AgNbO 3 -Based Multilayer Capacitors: Heterovalent-Ion-Substitution Engineering Achieves High Energy Storage Performances.

The demand for miniaturization and integration in next-generation advanced high-/pulsed-power devices has resulted in a strong desire for dielectric capacitors with high energy storage capabilities. However, practical applications of dielectric capacitors have been hindered by the challenge of poor energy-storage density ( U rec ) and efficiency (η) caused by large remanent polarization ( P r ) and low breakdown strength (BDS).
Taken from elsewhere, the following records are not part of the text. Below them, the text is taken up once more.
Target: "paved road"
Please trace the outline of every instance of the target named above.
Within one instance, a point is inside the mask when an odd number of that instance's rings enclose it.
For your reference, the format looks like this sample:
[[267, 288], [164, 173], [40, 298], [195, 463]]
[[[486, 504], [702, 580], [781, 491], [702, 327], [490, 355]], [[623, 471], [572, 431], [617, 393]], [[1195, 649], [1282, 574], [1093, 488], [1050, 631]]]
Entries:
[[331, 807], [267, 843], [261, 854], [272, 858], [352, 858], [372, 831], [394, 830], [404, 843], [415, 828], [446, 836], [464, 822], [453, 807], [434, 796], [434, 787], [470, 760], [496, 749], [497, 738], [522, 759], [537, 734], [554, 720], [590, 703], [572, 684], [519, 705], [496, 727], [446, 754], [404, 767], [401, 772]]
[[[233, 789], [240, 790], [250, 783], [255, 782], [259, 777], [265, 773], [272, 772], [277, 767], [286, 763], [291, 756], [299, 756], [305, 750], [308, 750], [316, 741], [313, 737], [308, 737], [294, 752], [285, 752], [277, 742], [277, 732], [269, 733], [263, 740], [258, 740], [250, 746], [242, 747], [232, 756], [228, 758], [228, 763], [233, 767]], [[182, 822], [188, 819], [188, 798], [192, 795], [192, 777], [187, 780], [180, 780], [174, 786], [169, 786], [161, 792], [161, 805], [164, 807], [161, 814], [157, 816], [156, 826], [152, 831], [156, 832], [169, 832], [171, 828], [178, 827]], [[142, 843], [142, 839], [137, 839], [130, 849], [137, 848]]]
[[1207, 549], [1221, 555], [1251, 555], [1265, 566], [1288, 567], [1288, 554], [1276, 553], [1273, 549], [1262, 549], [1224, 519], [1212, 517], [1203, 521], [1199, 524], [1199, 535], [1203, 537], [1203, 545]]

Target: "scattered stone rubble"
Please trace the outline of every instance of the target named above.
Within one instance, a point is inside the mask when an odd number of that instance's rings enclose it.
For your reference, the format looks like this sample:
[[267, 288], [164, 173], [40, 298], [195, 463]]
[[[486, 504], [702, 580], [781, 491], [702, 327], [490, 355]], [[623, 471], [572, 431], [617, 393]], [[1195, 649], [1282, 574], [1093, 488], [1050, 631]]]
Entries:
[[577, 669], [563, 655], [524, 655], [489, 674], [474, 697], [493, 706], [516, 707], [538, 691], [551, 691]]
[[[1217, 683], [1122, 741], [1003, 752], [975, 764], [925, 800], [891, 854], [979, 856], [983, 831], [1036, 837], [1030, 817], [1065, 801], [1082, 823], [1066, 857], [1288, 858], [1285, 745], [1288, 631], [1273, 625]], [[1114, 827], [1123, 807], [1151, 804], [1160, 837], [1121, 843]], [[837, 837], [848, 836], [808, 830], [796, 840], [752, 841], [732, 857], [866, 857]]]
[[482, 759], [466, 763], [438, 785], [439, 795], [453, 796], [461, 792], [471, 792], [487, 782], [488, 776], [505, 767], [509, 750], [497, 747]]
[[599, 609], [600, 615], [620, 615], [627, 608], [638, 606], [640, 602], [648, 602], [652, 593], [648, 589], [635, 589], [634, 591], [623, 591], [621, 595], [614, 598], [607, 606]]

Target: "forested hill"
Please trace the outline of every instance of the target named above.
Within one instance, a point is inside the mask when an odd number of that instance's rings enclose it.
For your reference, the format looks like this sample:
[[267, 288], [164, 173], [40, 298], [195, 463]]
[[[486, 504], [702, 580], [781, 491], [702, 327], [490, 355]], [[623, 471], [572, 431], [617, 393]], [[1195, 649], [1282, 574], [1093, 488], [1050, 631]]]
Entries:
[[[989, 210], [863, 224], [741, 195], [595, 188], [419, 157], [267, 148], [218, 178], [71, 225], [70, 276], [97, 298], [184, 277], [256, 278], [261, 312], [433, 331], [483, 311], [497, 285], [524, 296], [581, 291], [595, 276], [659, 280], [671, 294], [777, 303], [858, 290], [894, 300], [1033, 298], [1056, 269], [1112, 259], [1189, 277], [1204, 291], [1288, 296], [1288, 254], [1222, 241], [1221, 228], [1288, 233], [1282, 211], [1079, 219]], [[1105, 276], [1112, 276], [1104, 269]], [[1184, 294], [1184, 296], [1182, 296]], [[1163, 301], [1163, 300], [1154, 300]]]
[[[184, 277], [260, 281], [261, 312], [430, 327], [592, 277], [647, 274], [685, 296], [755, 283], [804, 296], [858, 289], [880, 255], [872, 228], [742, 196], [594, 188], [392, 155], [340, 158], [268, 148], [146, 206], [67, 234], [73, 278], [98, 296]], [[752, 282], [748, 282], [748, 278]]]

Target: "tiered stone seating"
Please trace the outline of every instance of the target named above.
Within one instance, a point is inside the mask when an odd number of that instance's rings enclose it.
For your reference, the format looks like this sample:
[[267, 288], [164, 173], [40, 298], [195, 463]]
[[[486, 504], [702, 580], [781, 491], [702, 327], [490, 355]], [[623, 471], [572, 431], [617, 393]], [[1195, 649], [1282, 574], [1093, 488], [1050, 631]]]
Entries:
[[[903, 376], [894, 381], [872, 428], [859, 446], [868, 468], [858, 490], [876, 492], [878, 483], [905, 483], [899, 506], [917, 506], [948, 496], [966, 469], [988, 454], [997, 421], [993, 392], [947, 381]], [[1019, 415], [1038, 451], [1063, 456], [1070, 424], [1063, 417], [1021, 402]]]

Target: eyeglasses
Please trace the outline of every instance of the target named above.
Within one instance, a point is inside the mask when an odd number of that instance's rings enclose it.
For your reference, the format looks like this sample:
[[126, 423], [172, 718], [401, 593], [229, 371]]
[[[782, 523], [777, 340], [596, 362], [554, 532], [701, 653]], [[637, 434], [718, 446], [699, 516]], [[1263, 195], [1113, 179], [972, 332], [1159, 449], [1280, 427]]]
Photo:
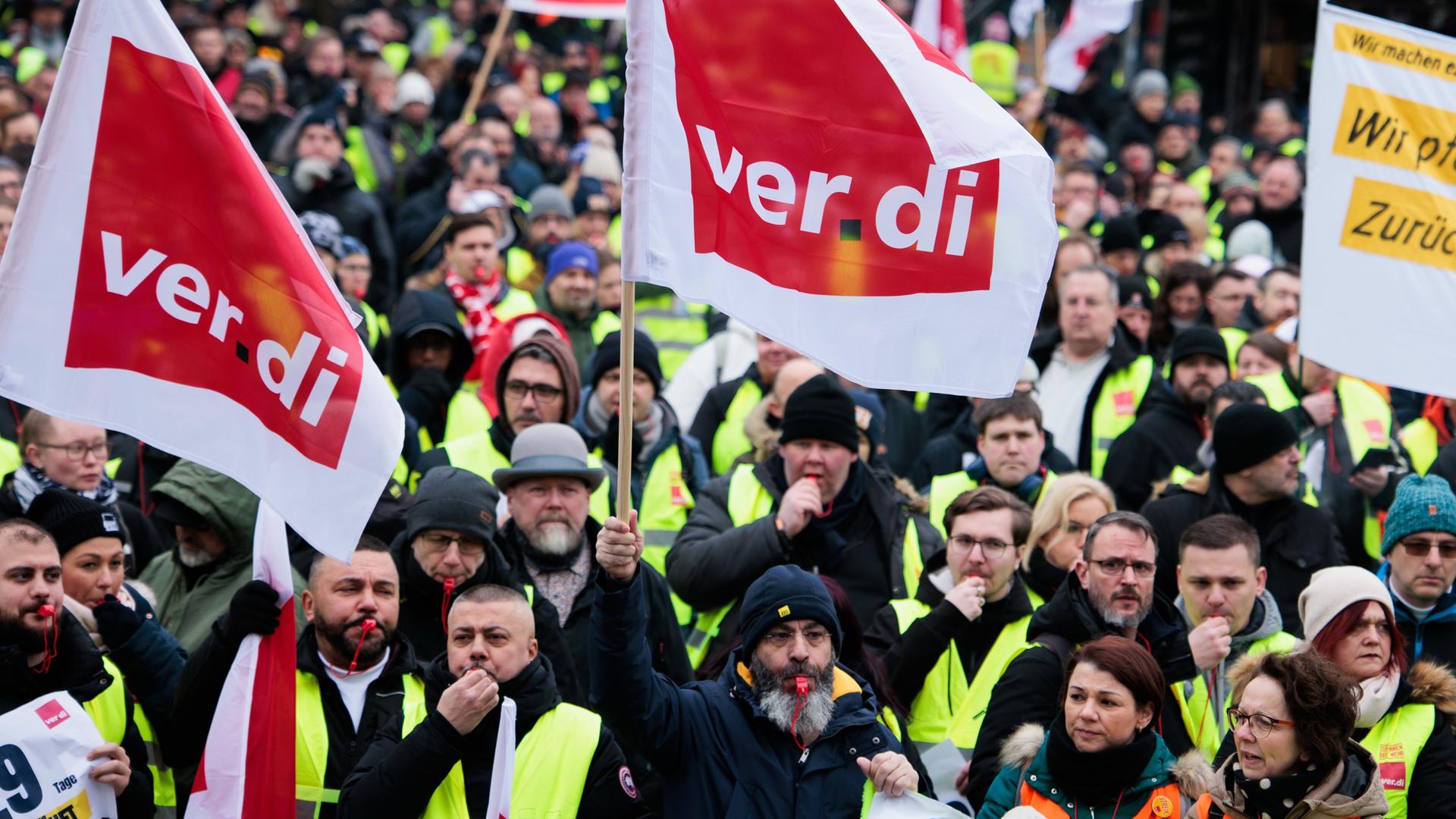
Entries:
[[981, 554], [992, 560], [996, 560], [1000, 555], [1006, 554], [1006, 548], [1010, 546], [1010, 544], [997, 541], [994, 538], [989, 541], [977, 541], [976, 538], [970, 538], [967, 535], [957, 535], [951, 538], [951, 545], [964, 551], [971, 551], [976, 546], [981, 546]]
[[1456, 560], [1456, 541], [1441, 541], [1439, 544], [1430, 541], [1401, 541], [1401, 548], [1411, 557], [1425, 557], [1431, 549], [1440, 549], [1441, 560]]
[[1105, 574], [1108, 577], [1121, 577], [1123, 573], [1127, 571], [1130, 567], [1133, 570], [1133, 574], [1139, 580], [1147, 580], [1149, 577], [1153, 576], [1155, 571], [1158, 571], [1158, 564], [1146, 563], [1146, 561], [1140, 561], [1140, 560], [1139, 561], [1133, 561], [1133, 563], [1127, 563], [1125, 560], [1123, 560], [1120, 557], [1115, 557], [1112, 560], [1089, 560], [1088, 563], [1091, 563], [1092, 565], [1098, 567], [1098, 570], [1101, 570], [1102, 574]]
[[446, 535], [444, 532], [425, 532], [419, 536], [425, 551], [443, 552], [450, 548], [450, 544], [460, 546], [460, 554], [467, 557], [480, 557], [485, 554], [485, 541], [476, 541], [475, 538], [466, 538], [464, 535]]
[[1294, 723], [1289, 720], [1275, 720], [1274, 717], [1270, 717], [1267, 714], [1245, 714], [1238, 708], [1229, 708], [1230, 729], [1238, 730], [1238, 727], [1243, 724], [1245, 720], [1249, 723], [1249, 733], [1252, 733], [1257, 739], [1267, 737], [1270, 732], [1274, 730], [1275, 727], [1286, 727], [1286, 729], [1294, 727]]
[[38, 443], [35, 446], [44, 449], [60, 449], [66, 452], [66, 458], [71, 461], [86, 461], [86, 453], [92, 453], [98, 461], [106, 461], [111, 456], [111, 444], [106, 442], [86, 444], [82, 442], [71, 443]]
[[526, 383], [523, 380], [505, 382], [505, 396], [520, 401], [526, 393], [536, 396], [537, 404], [555, 404], [561, 401], [562, 389], [549, 383]]
[[794, 640], [795, 634], [802, 634], [804, 641], [810, 646], [821, 646], [828, 640], [828, 631], [823, 628], [805, 628], [804, 631], [791, 631], [788, 628], [775, 628], [763, 635], [764, 643], [773, 646], [775, 648], [782, 648]]

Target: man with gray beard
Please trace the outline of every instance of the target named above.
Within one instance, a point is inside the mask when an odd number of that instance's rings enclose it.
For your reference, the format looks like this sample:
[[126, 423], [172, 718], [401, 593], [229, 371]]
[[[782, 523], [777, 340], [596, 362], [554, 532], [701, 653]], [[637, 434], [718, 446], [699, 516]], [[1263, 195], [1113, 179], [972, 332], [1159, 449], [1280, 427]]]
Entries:
[[[572, 704], [587, 705], [588, 614], [597, 597], [597, 563], [588, 544], [601, 528], [588, 514], [591, 493], [606, 472], [587, 465], [587, 444], [566, 424], [536, 424], [515, 436], [511, 466], [492, 481], [505, 494], [510, 520], [496, 545], [511, 567], [511, 581], [526, 590], [536, 615], [537, 638], [550, 657], [556, 685]], [[652, 666], [689, 682], [683, 632], [667, 580], [646, 574]], [[561, 647], [549, 650], [547, 647]]]
[[[1031, 615], [1026, 634], [1032, 646], [1012, 660], [992, 689], [976, 753], [962, 771], [962, 793], [973, 807], [980, 809], [1000, 772], [1002, 742], [1025, 723], [1060, 718], [1061, 669], [1076, 646], [1120, 634], [1147, 648], [1169, 685], [1192, 679], [1197, 666], [1187, 625], [1172, 600], [1153, 589], [1156, 571], [1158, 536], [1142, 514], [1112, 512], [1088, 529], [1072, 574]], [[1163, 726], [1179, 730], [1165, 733]], [[1165, 698], [1155, 727], [1174, 755], [1192, 748], [1181, 726], [1175, 698]]]
[[874, 692], [836, 662], [842, 630], [818, 577], [764, 571], [744, 592], [743, 646], [722, 673], [678, 686], [649, 667], [642, 545], [635, 512], [597, 536], [591, 688], [662, 774], [665, 816], [850, 819], [874, 791], [916, 790]]

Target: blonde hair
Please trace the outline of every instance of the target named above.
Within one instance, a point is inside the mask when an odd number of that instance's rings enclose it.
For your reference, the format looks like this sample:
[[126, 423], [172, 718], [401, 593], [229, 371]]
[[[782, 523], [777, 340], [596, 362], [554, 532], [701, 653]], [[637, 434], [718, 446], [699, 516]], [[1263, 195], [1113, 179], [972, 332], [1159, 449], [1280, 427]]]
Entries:
[[1102, 501], [1108, 512], [1117, 509], [1117, 501], [1112, 500], [1112, 490], [1107, 488], [1107, 484], [1102, 481], [1082, 472], [1059, 475], [1056, 481], [1051, 481], [1041, 490], [1041, 498], [1038, 498], [1037, 509], [1031, 514], [1031, 533], [1026, 535], [1026, 545], [1031, 548], [1021, 558], [1022, 568], [1031, 570], [1031, 551], [1041, 548], [1042, 538], [1051, 532], [1067, 533], [1067, 514], [1070, 514], [1072, 504], [1088, 497]]

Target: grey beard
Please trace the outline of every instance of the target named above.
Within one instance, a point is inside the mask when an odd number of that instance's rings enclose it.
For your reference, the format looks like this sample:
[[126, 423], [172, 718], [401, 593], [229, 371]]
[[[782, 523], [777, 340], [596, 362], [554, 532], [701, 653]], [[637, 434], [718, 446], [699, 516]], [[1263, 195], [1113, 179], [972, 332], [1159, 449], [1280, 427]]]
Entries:
[[569, 523], [556, 523], [555, 526], [547, 525], [547, 522], [539, 522], [536, 530], [526, 536], [530, 541], [531, 548], [547, 555], [568, 555], [577, 551], [581, 545], [581, 533], [574, 532]]
[[[808, 669], [805, 669], [808, 670]], [[799, 718], [794, 721], [794, 708], [798, 697], [783, 691], [783, 681], [796, 676], [794, 669], [785, 669], [778, 675], [753, 657], [750, 662], [753, 673], [753, 695], [759, 701], [759, 708], [783, 733], [796, 733], [801, 743], [808, 745], [810, 737], [817, 737], [828, 727], [834, 717], [834, 660], [818, 675], [814, 675], [814, 691], [804, 698], [799, 708]], [[795, 730], [796, 729], [796, 730]]]

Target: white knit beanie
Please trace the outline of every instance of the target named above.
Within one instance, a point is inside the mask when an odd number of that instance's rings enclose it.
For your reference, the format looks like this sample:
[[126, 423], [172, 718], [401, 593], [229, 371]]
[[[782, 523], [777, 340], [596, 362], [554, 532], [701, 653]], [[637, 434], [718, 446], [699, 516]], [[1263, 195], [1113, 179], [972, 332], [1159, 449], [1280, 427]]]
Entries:
[[1305, 625], [1305, 640], [1319, 637], [1329, 621], [1351, 603], [1374, 600], [1392, 611], [1390, 592], [1374, 573], [1358, 565], [1321, 568], [1299, 593], [1299, 621]]

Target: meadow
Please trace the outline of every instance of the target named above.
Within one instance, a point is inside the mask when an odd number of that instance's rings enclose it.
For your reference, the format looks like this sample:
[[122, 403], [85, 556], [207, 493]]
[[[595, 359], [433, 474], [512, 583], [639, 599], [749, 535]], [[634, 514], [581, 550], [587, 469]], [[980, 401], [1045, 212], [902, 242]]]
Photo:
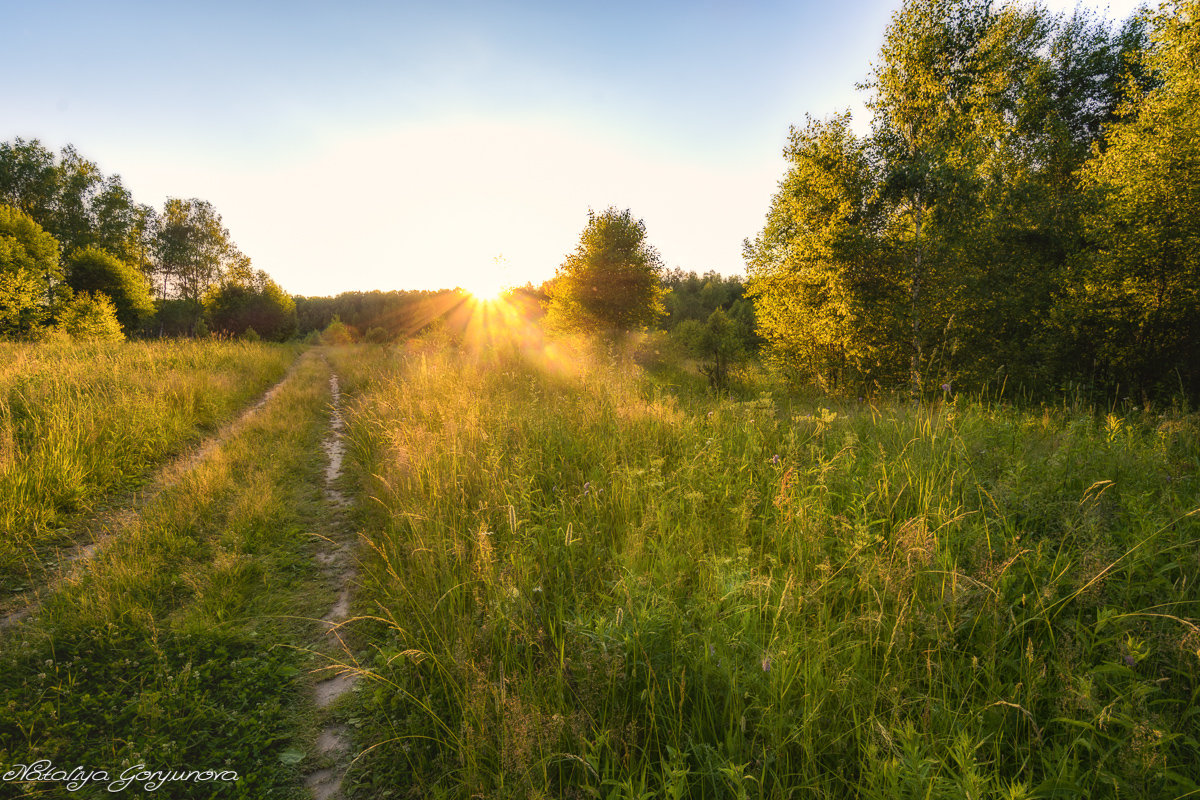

Herein, we take a method of heterovalent ion substitution engineering in combination with the multilayer capacitor (MLCC) technology and thus achieve a large maximum polarization ( P max ), zero P r , and high BDS in the AgNbO 3 (AN) system simultaneously and obtain excellent U rec and η. The substitution of Sm 3+ for Ag + in Sm x AN+Mn MLCCs at x ≥ 0.01 decreases the M 1 -M 2 phase transition temperature, and the antiferroelectric (AFE) M 2 phase appears at room temperature, which is beneficial to achieving a low P r value. Due to the low P r value and high BDS ∼ 1300 kV·cm -1 , an excellent U rec ∼9.8 J·cm -3 and P D,max ∼ 34.8 MW·cm -3 were achieved in Sm x AN+Mn MLCCs at x = 0.03. The work suggests a paradigm that can enhance the energy storage capabilities of AFE MLCCs to meet the demanding requirements of advanced energy storage applications.